Pauropsalta elgneri

Scientific classification
- Kingdom: Animalia
- Phylum: Arthropoda
- Clade: Pancrustacea
- Class: Insecta
- Order: Hemiptera
- Suborder: Auchenorrhyncha
- Family: Cicadidae
- Genus: Pauropsalta
- Species: P. elgneri
- Binomial name: Pauropsalta elgneri Ashton, 1912

= Pauropsalta elgneri =

- Genus: Pauropsalta
- Species: elgneri
- Authority: Ashton, 1912

Species of cicada

Pauropsalta elgneri is a species of cicada, also known as the paperbark tree-clicker, in the true cicada family, Cicadettinae subfamily and Cicadettini tribe. It is endemic to Australia.

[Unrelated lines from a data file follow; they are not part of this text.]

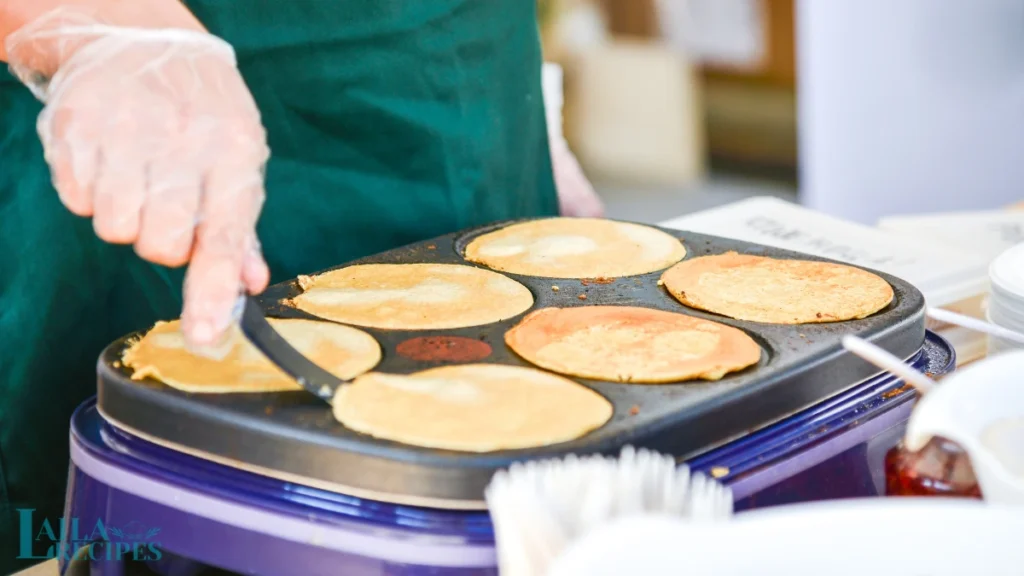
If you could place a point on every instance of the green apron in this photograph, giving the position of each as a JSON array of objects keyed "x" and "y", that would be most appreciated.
[{"x": 389, "y": 121}]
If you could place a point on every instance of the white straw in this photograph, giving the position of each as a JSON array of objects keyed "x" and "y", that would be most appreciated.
[
  {"x": 888, "y": 362},
  {"x": 976, "y": 324}
]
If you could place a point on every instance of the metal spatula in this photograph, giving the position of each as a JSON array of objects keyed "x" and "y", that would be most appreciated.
[{"x": 316, "y": 380}]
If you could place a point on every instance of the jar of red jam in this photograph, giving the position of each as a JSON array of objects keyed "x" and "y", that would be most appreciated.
[{"x": 940, "y": 468}]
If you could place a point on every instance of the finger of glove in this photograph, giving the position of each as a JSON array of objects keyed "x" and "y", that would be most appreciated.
[
  {"x": 576, "y": 195},
  {"x": 255, "y": 273},
  {"x": 120, "y": 190},
  {"x": 170, "y": 211},
  {"x": 70, "y": 145},
  {"x": 230, "y": 205}
]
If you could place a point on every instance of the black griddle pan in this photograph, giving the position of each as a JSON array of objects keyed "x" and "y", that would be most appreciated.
[{"x": 293, "y": 436}]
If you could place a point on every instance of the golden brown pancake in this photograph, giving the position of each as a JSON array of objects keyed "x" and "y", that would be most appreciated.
[
  {"x": 413, "y": 296},
  {"x": 342, "y": 351},
  {"x": 471, "y": 408},
  {"x": 631, "y": 344},
  {"x": 576, "y": 248},
  {"x": 776, "y": 291}
]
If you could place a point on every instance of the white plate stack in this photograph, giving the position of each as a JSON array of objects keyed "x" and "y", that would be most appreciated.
[{"x": 1006, "y": 304}]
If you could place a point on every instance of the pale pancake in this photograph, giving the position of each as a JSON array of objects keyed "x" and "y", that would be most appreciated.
[
  {"x": 576, "y": 248},
  {"x": 631, "y": 344},
  {"x": 471, "y": 408},
  {"x": 777, "y": 291},
  {"x": 413, "y": 296},
  {"x": 344, "y": 352}
]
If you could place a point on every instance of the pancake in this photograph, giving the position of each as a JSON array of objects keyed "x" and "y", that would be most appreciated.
[
  {"x": 777, "y": 291},
  {"x": 631, "y": 344},
  {"x": 344, "y": 352},
  {"x": 471, "y": 408},
  {"x": 413, "y": 296},
  {"x": 576, "y": 248}
]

It was described in 1912 by Australian entomologist Julian Howard Ashton.

==Description==
The length of the forewing is 18–24 mm.

==Distribution and habitat==
The species occurs on the Cape York Peninsula of Far North Queensland, from the tip of the peninsula southwards to the Archer River, and also from Cape Flattery north of Cooktown. Associated habitats include low-lying swampy areas and grassy woodland with paperbark trees.

==Behaviour==
Adult males may be heard from November to February, clinging to tree trunks, emitting rapid double-clicking calls.